Habría pensado para sí: ¡pobre desgraciado! ¿»Esto» es el rey de los judíos?
Otros de los presentes le habían retado: «Demuestra quién eres, sálvate».
Son los que están dispuestos a seguir a un «rey» que les hace favores, milagros, portentos, que les resuelve sus problemas, que es triunfador, que tiene poderes, que se impone, que se hace valer, que arrastra multitudes, que convence.
Pero tú... ¿qué has visto en ese hombre desnudo, fracasado, despreciado y agotado para reconocerlo como rey?
Cuando se había quedado sin nada -incluso sin sus amigos de siempre-, infinitamente débil,
¡le has reconocido como «rey de la misericordia»!
Porque sólo un rey misericordioso puede «acordarse» de un canalla culpable y confeso como tú.
Así que, gracias a ti, hemos sabido que este rey llena su paraíso de pecadores...
como nosotros. Que acoge como ciudadanos a malhechores.
Tú eres el único canonizado directamente por Cristo, sin proceso y sin ceremonias,
sin testigos, y sin milagros que prueben nada de ti.
Él no quería que tu vida se perdiese inútilmente.
Era uno de sus más profundos deseos:
«Padre: que no se pierda ninguno de los que me has dado»,
había rezado un rato antes, en el cenáculo.
Y le ha bastado con que reconozcas tu limitación, tu error, tu fracaso y... ¡más nada!
Te has atrevido a pedirle algo, cuando parecía que ya no tenía nada que dar.
No tenías ningún mérito que presentarle.
No podías demostrar ya que tu arrepentimiento y tu propósito de la enmienda fueran sinceros.
Pero, aprovechando tus habilidades, le has «robado» una palabra, casi la última.
Y así nuestro Rey, el mismo día en que se presenta ante el Padre
para darle cuentas de su misión, lleva con él, de compañero, a una «oveja perdida, y negra»,
para sentarlo como primer comensal a la mesa de su reino.
Te habrá puesto sandalias, y un anillo, y ropa nueva
y no habrá necesitado dar explicaciones al Padre sobre ti
porque también él habrá salido a recibirte con un abrazo enorme y redondo...
Necesitamos escuchar, como tú, aquella palabra de salvación:
Hoy mismo, «hoy».
«Hoy» tengo a mano mi salvación. No necesito esperar a mi último día.
«Hoy» puedo reconocerle como mi Rey y expresarle mi deseo de estar con él siempre.
«Hoy» puedo poner mis ojos en la cruz, si me está tocando sufrir,
y mirar hacia él con esperanza, esperando que no me deje solo, que lo sienta ahí al lado.
«Hoy» puedo saber que mi vida, por muy mal que vaya, no está perdida.

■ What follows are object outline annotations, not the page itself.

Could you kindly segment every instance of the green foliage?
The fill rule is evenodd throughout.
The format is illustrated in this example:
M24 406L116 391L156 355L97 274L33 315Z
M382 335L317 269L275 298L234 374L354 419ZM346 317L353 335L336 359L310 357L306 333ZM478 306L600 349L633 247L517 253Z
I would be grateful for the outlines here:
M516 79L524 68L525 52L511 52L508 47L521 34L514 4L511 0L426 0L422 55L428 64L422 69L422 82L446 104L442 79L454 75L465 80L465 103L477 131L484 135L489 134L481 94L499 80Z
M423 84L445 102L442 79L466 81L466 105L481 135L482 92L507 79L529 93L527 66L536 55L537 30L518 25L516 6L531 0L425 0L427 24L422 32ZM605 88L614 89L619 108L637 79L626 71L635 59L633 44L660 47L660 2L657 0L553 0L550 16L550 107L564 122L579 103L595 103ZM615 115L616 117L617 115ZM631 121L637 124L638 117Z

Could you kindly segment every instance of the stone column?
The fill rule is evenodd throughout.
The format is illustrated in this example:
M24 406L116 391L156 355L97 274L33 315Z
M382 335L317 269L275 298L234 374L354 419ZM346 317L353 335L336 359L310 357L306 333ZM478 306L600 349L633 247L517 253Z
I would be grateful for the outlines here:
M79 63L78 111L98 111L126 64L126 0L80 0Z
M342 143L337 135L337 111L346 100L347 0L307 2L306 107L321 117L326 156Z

«Hoy»puedo aprender a reconocer y ayudar a una persona que sufre
quedándome a su lado, con ella, sin nada más que la ternura y la misericordia.

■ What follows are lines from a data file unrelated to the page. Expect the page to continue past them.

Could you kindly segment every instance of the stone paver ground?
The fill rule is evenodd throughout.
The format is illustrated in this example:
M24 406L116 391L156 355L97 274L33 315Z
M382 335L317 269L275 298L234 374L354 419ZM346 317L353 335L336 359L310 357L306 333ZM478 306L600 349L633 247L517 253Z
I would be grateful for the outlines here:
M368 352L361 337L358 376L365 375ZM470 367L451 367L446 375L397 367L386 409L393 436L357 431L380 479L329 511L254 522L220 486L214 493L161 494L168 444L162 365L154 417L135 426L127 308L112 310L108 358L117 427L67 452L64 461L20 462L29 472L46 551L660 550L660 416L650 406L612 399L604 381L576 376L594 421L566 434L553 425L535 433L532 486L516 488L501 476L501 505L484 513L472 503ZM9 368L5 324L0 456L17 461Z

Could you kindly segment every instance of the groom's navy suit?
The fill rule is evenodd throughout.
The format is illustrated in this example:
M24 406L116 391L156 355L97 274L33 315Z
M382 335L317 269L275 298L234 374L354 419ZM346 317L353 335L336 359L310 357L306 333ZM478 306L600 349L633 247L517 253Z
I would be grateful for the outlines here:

«Hoy» puedo darme cuenta de que los «mirones» de los crucificados de la tierra,
los que han decidido mantenerse a distancia, los que no se mojan,
los que creen que la cosa no va con ellos.... seguramente se quedarán fuera.
No se enteran de nada. Para ellos este Rey no tuvo ni tiene
ni palabras ni miradas.
Yo creo, mi querido Buen Ladrón, que te podríamos rezar, (ya que estás hoy en el paraíso) y pedirte que nos ayudes a robar el paraíso y el corazón de Dios.
Aunque después de «hoy» ya hemos aprendido de ti... cómo hacerlo.